MGNLPER-11 - Getting issue details... STATUS
This document describes the architecture of the neural network used for Periscope result ranking, and what intentions lead to it.
It is assumed the reader has some basic knowledge about deep neural networks, and in particular convolutional ones. A good place to get started is Skymind's Beginner's Guide.
Corresponding code lives in the machine-learning git repository.
When searching in a large pool of content, users tend to select certain results more often than others. With a smart ranking solution, we want to learn from what users select and bubble those more relevant items up during the next search, so they are in closer reach for the user.
We're dealing with a situation where we want to map a search query to a picked result. Type-wise, that's a mapping from a string to a set entry.
Neural networks operate on numbers, where each unit of the input layer gets receives a floating point number and each output layer unit yields one (during a forward pass). This means we somehow have to map strings to a (fixed-size) list of floats for inputs, and set entries to a list of floats for outputs.
Encoding input queries
As a representation for a query string, we use a two-dimensional input layer consisting of 128 x 15 units. The idea is that each column represent one character (out of 128 from the ASCII set), and we support up to 15 characters in a query (longer ones are cropped).
Each character of the query string is mapped to an input layer column using a one-hot encoding. That is, given a character's ASCII code i, the corresponding column's unit at row i receives 1 as input, while all others are set to 0.
After the input layer, the first step is a convolution with kernel size 128 x 3, semantically meaning that always 3 adjacent characters are convolved into one unit of the next layer. At the same time, the two-dimensional input layer data is flattened to one dimension.

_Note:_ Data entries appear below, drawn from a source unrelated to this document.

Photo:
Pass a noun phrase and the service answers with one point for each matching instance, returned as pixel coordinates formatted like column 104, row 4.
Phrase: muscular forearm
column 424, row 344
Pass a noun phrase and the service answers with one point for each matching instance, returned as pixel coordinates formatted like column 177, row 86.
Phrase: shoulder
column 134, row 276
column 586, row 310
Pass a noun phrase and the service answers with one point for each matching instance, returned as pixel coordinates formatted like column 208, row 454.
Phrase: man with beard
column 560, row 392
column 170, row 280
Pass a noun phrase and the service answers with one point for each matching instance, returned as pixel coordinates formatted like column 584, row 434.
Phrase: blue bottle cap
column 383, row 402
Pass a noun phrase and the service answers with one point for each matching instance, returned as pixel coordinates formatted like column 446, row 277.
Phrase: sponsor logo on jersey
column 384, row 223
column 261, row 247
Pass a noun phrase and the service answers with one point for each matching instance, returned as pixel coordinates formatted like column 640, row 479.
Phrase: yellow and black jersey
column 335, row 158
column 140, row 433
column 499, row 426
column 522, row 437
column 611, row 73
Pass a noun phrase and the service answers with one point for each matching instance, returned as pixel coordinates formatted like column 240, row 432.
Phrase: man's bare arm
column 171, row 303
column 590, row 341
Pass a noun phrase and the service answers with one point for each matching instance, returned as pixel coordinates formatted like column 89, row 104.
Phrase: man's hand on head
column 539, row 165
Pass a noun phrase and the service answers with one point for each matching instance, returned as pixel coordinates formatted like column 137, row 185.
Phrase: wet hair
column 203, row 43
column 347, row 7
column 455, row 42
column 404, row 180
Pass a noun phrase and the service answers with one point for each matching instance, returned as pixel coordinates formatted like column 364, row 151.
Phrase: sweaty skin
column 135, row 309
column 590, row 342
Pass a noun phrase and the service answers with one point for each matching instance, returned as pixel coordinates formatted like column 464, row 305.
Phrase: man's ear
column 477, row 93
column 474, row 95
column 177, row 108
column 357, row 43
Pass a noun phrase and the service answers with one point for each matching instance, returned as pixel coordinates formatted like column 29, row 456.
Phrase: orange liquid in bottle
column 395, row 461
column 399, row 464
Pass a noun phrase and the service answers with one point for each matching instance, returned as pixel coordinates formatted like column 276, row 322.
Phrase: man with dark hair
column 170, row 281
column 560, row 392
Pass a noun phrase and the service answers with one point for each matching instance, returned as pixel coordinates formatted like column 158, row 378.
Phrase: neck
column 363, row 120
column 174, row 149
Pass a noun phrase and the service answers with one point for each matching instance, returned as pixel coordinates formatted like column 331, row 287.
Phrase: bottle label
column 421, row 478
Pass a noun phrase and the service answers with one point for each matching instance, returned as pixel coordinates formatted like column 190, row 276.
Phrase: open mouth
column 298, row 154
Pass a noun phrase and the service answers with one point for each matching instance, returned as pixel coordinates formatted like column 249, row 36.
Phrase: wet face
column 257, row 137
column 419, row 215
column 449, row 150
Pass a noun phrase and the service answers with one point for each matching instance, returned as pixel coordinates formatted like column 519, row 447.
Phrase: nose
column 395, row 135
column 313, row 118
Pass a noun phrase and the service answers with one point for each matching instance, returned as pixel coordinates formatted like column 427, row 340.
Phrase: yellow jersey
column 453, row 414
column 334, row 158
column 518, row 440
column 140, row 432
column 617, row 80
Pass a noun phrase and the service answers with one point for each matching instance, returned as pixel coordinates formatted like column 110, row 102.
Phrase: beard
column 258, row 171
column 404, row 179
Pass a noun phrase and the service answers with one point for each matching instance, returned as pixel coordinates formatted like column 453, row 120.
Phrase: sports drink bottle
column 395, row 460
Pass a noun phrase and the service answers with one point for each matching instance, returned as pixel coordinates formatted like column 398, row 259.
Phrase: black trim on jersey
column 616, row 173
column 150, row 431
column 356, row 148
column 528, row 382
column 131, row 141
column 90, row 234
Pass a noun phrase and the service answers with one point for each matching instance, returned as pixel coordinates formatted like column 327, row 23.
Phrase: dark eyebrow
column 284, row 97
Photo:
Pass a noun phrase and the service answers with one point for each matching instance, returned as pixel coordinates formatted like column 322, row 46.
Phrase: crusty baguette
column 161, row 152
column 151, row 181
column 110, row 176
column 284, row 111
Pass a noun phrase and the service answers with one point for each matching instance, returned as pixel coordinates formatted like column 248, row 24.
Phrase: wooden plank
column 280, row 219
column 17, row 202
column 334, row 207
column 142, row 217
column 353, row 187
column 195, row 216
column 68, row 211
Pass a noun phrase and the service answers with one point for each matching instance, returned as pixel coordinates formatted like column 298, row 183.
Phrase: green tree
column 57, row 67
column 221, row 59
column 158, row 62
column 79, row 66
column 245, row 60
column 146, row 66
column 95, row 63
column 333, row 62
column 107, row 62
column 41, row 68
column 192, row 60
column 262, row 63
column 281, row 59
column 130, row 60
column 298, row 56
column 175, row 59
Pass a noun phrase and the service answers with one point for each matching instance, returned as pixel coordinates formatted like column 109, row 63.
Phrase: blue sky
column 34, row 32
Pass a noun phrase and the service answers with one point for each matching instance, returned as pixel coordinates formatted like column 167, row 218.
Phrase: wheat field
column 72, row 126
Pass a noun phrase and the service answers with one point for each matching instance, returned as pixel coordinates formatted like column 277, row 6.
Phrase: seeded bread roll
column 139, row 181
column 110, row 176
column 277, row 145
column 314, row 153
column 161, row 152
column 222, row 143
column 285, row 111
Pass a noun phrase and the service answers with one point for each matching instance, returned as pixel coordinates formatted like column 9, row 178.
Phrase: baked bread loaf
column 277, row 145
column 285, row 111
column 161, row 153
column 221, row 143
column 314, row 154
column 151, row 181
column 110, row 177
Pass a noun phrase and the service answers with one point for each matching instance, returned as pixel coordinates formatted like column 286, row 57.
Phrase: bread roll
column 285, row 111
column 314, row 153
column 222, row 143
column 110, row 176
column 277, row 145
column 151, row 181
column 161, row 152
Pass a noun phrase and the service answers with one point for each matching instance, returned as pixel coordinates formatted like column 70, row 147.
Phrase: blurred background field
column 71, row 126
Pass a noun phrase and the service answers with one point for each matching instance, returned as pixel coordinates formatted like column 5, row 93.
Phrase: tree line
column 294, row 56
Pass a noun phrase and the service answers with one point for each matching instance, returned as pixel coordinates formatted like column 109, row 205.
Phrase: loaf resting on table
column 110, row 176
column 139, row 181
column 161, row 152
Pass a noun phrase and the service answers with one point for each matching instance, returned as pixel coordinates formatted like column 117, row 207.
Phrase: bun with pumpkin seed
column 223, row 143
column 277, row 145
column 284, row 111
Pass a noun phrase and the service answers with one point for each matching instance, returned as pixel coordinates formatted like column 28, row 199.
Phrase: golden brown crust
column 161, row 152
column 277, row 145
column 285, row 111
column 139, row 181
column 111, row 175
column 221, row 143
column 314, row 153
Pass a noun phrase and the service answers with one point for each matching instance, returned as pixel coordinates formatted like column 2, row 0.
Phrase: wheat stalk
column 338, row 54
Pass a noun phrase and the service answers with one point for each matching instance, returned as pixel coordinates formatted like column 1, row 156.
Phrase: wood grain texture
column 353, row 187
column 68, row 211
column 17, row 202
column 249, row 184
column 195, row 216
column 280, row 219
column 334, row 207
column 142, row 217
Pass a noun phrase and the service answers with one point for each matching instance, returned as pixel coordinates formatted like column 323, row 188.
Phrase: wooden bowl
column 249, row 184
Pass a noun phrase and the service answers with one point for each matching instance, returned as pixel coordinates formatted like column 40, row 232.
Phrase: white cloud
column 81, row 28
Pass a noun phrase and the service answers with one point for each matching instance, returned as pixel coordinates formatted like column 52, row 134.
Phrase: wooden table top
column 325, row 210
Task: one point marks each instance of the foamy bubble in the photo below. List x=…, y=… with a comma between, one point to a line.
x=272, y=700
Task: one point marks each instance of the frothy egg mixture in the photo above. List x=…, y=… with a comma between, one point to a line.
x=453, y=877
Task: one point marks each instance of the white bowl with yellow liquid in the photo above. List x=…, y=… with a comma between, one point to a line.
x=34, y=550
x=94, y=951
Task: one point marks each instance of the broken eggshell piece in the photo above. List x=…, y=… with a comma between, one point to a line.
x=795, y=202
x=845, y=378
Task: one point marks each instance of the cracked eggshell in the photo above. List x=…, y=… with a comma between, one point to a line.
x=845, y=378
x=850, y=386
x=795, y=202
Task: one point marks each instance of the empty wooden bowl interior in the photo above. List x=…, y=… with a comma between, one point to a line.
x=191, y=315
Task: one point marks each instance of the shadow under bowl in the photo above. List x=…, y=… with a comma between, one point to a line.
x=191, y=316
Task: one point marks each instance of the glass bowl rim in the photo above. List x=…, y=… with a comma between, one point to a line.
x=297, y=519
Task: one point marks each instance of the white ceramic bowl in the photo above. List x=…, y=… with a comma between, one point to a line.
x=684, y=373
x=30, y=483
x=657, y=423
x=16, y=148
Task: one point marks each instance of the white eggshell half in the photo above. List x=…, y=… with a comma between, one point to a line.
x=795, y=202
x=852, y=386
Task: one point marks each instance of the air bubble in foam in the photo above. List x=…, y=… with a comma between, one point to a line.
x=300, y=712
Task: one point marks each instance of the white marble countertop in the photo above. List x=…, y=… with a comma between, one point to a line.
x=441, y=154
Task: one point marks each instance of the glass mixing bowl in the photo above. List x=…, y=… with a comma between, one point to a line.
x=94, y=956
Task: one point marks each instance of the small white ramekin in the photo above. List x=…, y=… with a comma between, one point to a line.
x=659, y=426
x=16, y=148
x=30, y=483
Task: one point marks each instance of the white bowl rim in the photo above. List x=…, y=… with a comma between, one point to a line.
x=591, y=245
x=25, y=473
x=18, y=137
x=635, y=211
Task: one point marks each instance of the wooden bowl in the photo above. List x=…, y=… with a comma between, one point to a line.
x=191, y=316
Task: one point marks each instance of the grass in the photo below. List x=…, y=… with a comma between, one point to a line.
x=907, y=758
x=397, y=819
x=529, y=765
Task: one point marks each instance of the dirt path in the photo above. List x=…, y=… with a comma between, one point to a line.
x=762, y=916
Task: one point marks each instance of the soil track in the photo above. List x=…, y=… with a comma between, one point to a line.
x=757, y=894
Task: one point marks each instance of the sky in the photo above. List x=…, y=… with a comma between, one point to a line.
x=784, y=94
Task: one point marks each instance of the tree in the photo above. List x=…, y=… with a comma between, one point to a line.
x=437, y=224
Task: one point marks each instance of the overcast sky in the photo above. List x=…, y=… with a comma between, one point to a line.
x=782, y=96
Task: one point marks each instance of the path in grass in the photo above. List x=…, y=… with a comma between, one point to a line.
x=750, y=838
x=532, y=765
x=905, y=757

Mapping between results and output units
Each potential result from the set is represented by one output layer unit. However, the set of potential results generally keeps on growing over time while neural network output layers are generally fixed in size. To overcome this discrepancy, we do two things: First, we start out with a fairly large output layer (10k units at the time of writing) and dynamically populate the mapping as the potential result set grows. That is, initially most output units have no corresponding result and thus no semantic meaning, even though they are already in place. While new potential results are acquired, they get one-by-one assigned to yet-unused output units. Once all output units are already assigned and we get new results to be mapped, we forget oldest results and remove unit association in order to re-map them with new results. During this step, we also reset weights of edges leading to those units in order to unlearn any previous training. Re-assignment happens in the manner of a circular buffer.
For training passes, the result set is mapped to an output layer data array as a one-hot encoding. That is, the picked result's unit has value 1, and all others 0.
For non-training forward passes, numbers in the output array are interpreted as probability distribution of the user's intention, later to be used as base for result ordering. The higher an output number is, the more relevant looks its corresponding results, and the higher it gets ranked in the result list.
Neural network architecture overview
In addition to input and output layers explained above, we have two fully-connected intermediate layers of sizes 200 and 100, respectively. This is generally useful to approximate mappings without any previously known properties, basically an unopiniated brute force approach.
One special thing about hyper-parameter configuration is the unusually high learning rate of
0.01. This stems from the fact that we're dealing with small amounts of data. Even after a few (less than 10) times of picking results, users should have significantly better rankings, whereas other neural network training scenarios often deal with thousands or millions of data points for training. In addition, we're doing online learning, which means we learn on-the-go and don't have a predefined, fixed training data set we can iterate over multiple times (epochs). Thus, we need to weight the single run we do stronger.
In order to keep learned ranking information across sessions and application runs, we serialize trained neural networks and corresponding label lists to JCR (both on a per-user basis). Because that operation is somewhat computationally expensive, that operation is run in a dedicated thread and debounced such that it only gets executed once per a given time interval (30 seconds by default).